The Cleveland Clinic pledged five years of financial and other support to East Cleveland to help the city weather the closing of Huron Hospital. Meanwhile, the City of Cleveland is suing the Clinic to keep the hospital open. Ideastream's Bill Rice reports.
Cleveland Clinic CEO Toby Cosgrove announced in early June the hospital serving East Cleveland and Cleveland residents would close. Over the last two weeks East Cleveland mayor Gary Norton has been hammering out a settlement with Clinic officials in which the Clinic will, among other things, pay East Cleveland 8 million dollars over the course of five years to compensate for the economic loss the city will suffer.
Norton says had an agreement not been reached, the fallback was to pursue legal action against the clinic to stave off the devastating consequence that can follow when a hospital closes.

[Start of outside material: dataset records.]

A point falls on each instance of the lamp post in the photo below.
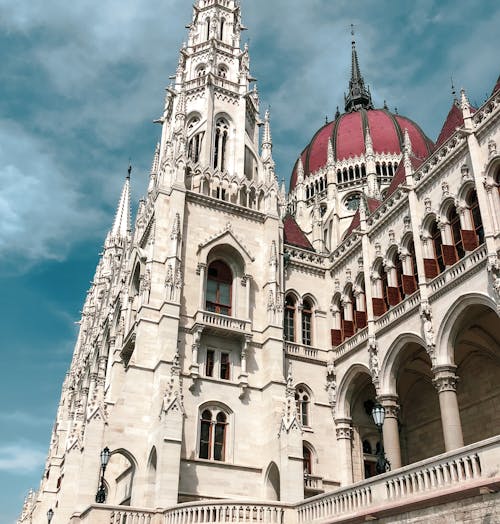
(100, 496)
(378, 414)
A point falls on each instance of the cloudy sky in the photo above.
(80, 84)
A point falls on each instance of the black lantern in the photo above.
(378, 414)
(100, 496)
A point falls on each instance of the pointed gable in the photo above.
(294, 236)
(372, 205)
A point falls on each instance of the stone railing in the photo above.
(398, 312)
(308, 352)
(451, 275)
(194, 513)
(450, 476)
(453, 471)
(351, 343)
(222, 322)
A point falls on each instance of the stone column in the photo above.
(445, 381)
(391, 430)
(344, 440)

NORTON: “The community is often left with a vacant building that grows high weeds, has windows broken out and a source of revenue that is just lost. But by working together we wanted to show that if we work in a new way, doing something different and talking instead of pointing fingers at each other, that we might be able to accomplish something that mitigates the loss.”

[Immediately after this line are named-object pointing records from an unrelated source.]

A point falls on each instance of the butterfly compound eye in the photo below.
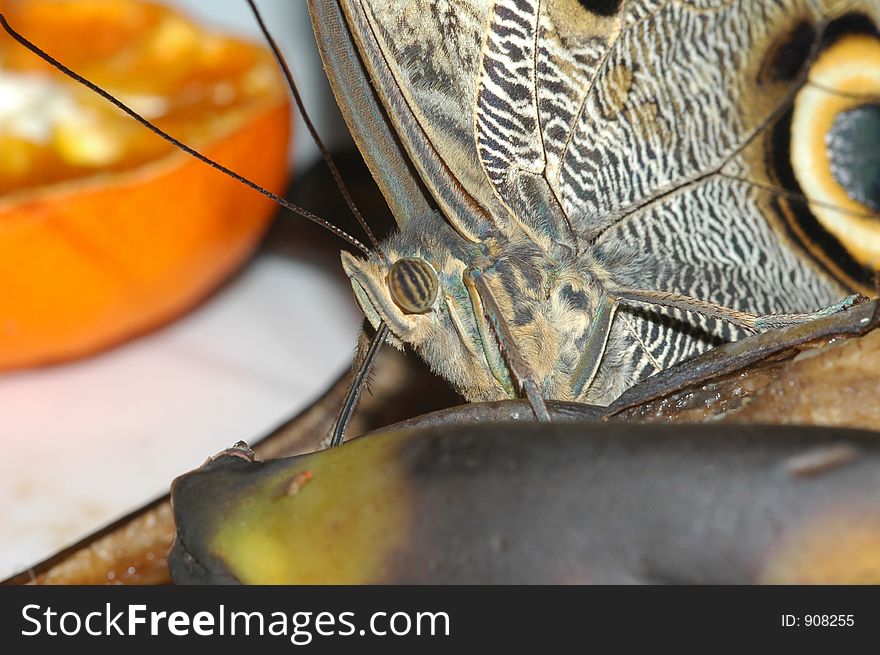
(413, 285)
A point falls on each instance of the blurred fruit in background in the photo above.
(107, 231)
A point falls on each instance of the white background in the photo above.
(86, 442)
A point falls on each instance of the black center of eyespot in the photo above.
(601, 7)
(413, 285)
(853, 146)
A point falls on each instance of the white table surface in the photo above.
(85, 443)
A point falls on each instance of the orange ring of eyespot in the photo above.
(845, 76)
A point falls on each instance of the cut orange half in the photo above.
(107, 231)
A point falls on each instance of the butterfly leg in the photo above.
(594, 349)
(749, 322)
(365, 363)
(519, 368)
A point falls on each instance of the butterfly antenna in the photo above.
(297, 98)
(175, 142)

In addition to the payment, Cleveland Clinic will either find another commercial use for the building, or foot the $10 million to $15 million cost of demolishing it and turn the vacant land over to East Cleveland. The land donation would be part of an additional $2 million in in-kind support to the city, including demolition of some vacant homes around the property.
While East Cleveland is satisfied with the settlement, the city of Cleveland is not, and it’s suing the Clinic to block the closure of Huron. At issue is the hospital’s trauma center, which Cleveland officials say is a critical piece of the emergency services infrastructure serving the city’s east side. EMS Commissioner Edward Eckhart says its loss disrupts emergency response throughout the city.

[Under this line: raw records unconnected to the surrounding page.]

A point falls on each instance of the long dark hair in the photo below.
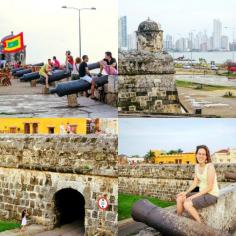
(207, 152)
(23, 213)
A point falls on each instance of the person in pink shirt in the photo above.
(56, 63)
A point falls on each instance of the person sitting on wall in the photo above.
(75, 71)
(206, 179)
(84, 74)
(45, 71)
(69, 61)
(108, 65)
(23, 220)
(56, 64)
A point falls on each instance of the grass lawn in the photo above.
(231, 75)
(125, 204)
(7, 225)
(192, 85)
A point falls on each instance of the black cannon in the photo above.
(168, 223)
(13, 71)
(30, 76)
(22, 72)
(76, 86)
(56, 76)
(93, 66)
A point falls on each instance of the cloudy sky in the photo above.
(137, 136)
(50, 30)
(180, 17)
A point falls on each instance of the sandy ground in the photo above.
(211, 102)
(22, 100)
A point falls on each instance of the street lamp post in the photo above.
(233, 29)
(79, 10)
(192, 47)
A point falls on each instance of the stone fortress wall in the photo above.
(33, 169)
(163, 181)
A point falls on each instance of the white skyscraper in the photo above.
(225, 42)
(181, 44)
(123, 37)
(132, 41)
(217, 33)
(168, 44)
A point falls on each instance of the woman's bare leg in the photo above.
(188, 206)
(46, 82)
(180, 205)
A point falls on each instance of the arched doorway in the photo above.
(69, 207)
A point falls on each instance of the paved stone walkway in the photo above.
(73, 229)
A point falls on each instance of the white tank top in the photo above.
(203, 181)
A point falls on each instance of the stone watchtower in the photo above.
(149, 37)
(146, 75)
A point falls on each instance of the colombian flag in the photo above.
(13, 44)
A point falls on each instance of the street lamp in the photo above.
(192, 47)
(233, 29)
(79, 10)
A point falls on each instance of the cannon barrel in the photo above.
(56, 76)
(168, 223)
(76, 86)
(230, 175)
(93, 66)
(30, 76)
(38, 64)
(13, 71)
(22, 72)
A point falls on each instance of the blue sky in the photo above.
(180, 16)
(137, 136)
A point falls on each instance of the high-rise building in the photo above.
(132, 41)
(225, 42)
(123, 37)
(217, 33)
(181, 44)
(168, 43)
(210, 44)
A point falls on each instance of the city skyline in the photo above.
(195, 40)
(197, 15)
(138, 136)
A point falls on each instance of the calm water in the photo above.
(208, 79)
(218, 57)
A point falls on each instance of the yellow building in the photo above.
(178, 158)
(44, 125)
(224, 156)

ECKART: “The result of the loss of trauma service at Huron and the resulting closure of Huron has resulted in increased EMS response times to all 911 calls, to every neighborhood in the City of Cleveland; it’s resulted in fire first responder units being tied up in excess of 30 to 45 minutes throughout the city while they are waiting for EMS ambulances to arrive to transport patients.”
Law Director Robert Triozzi says the city wants the hospital to stay open until the Clinic can find another way to treat trauma patients on the east side.